Optimally Scheduling Heterogeneous Impatient Customers

Abstract

We study the question of scheduling impatient customers in parallel server queuing systems. At the time of arrival, customers can be identified as one of many classes, where the class represents the service time and patience time distributions, and cost characteristics. From the system's perspective, customers that are of the same type at time of arrival get further differentiated on their residual patience time as they wait in the system. This is due to the fact that at time of arrival, the system only knows the overall patience distribution from which the customer's patience value is drawn, and as time elapses, this estimate can be further updated for customers who are still in the system using the information that the customer has not yet abandoned. For non-exponential patience distributions, such an update indeed reveals additional information.

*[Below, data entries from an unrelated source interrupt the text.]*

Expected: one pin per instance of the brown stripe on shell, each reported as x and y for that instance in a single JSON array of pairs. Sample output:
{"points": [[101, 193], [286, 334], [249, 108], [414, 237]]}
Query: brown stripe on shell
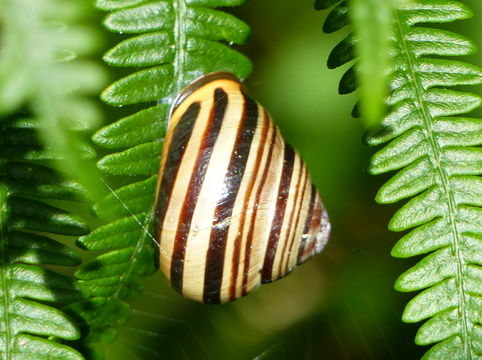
{"points": [[224, 208], [291, 229], [294, 239], [306, 230], [182, 134], [266, 126], [249, 237], [208, 139], [281, 202]]}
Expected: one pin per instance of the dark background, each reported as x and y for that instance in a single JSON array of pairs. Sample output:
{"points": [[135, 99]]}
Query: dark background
{"points": [[340, 305]]}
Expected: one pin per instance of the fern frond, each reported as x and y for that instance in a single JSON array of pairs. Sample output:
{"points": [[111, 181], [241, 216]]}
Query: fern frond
{"points": [[29, 289], [173, 43], [439, 163], [45, 65]]}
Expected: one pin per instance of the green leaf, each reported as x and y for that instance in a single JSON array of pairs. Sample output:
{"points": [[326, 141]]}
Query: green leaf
{"points": [[372, 26], [438, 162], [55, 80], [173, 44], [32, 293]]}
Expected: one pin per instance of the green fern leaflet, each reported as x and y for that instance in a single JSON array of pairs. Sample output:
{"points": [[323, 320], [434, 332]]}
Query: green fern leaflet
{"points": [[173, 42], [28, 316], [439, 165]]}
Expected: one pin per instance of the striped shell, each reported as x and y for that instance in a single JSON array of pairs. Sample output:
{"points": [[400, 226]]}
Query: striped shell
{"points": [[235, 205]]}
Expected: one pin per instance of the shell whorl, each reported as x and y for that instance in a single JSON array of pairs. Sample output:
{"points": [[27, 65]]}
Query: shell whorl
{"points": [[235, 205]]}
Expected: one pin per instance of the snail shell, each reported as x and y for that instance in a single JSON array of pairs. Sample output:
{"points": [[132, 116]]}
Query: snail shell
{"points": [[235, 205]]}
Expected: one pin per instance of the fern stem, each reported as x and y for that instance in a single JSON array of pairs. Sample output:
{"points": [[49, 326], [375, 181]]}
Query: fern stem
{"points": [[3, 241], [435, 155], [180, 40]]}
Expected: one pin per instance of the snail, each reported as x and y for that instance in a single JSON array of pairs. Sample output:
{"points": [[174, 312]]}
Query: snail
{"points": [[235, 205]]}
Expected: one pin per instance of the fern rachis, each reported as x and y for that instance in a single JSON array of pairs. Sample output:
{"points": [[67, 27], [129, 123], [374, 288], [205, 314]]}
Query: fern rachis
{"points": [[438, 167]]}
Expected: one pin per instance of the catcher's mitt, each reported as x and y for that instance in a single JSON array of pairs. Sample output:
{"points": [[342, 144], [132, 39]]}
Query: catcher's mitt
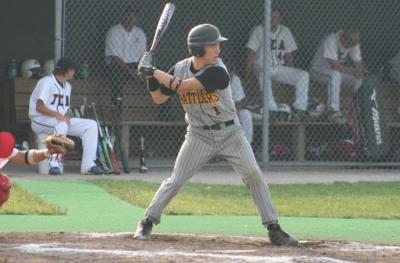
{"points": [[59, 144], [4, 188]]}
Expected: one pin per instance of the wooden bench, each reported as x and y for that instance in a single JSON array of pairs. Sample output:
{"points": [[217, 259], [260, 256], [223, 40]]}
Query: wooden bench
{"points": [[285, 94], [139, 111]]}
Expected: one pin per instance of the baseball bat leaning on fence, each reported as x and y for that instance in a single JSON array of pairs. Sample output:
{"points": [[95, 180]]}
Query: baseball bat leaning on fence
{"points": [[143, 167], [118, 140], [100, 161], [113, 156], [103, 141]]}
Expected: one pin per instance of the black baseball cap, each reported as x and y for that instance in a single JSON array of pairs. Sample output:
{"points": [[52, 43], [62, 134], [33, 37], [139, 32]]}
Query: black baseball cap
{"points": [[65, 64]]}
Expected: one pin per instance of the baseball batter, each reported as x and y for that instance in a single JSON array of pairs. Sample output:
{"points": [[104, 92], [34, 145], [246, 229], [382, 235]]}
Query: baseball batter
{"points": [[328, 66], [245, 115], [48, 111], [282, 60], [202, 82]]}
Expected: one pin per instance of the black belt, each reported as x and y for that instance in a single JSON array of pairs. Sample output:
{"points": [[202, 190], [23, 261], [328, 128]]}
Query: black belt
{"points": [[219, 126]]}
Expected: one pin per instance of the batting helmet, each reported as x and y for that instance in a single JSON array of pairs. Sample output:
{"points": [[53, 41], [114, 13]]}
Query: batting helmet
{"points": [[5, 187], [202, 35], [48, 67]]}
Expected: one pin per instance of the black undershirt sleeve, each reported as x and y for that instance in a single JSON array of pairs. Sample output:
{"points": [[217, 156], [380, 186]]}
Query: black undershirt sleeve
{"points": [[214, 78]]}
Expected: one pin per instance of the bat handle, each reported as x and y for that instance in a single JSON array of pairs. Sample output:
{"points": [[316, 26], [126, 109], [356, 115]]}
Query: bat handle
{"points": [[142, 143]]}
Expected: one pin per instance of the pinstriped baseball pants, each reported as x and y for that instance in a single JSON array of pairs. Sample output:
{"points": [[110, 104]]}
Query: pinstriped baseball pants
{"points": [[199, 147]]}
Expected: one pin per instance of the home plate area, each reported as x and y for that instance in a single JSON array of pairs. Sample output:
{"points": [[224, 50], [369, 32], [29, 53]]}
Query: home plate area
{"points": [[121, 247]]}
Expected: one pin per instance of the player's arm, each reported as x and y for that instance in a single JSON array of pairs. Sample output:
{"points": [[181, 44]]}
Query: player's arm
{"points": [[159, 92], [30, 157]]}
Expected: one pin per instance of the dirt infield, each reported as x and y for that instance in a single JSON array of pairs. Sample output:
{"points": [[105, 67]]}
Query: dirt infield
{"points": [[121, 247]]}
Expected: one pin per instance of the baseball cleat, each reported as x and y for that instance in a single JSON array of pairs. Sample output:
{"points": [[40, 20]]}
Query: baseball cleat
{"points": [[143, 230], [55, 171], [279, 237]]}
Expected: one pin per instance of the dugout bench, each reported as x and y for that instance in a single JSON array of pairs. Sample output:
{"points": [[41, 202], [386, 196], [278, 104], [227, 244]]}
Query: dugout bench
{"points": [[139, 111]]}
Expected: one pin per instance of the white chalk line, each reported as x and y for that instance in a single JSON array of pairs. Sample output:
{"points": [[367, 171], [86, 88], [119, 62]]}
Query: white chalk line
{"points": [[342, 246], [55, 247]]}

In this paper, we use a fluid approach to characterize the cost-minimizing policy that schedules customers on two dimensions of heterogeneity: class and time-in-queue information. We propose a multi-class time-in-queue policy that prioritizes both across customer classes, and within each customer class using a simple rule, and further we show that most of the gains of such a policy can be achieved by deviating from within-class First Come First Serve (FCFS) for at most one customer class. Finally, for systems with exponential abandonment times, our policy reduces to a simple priority-based policy, which we prove to be asymptotically optimal with an optimality gap that does not grow with system scale.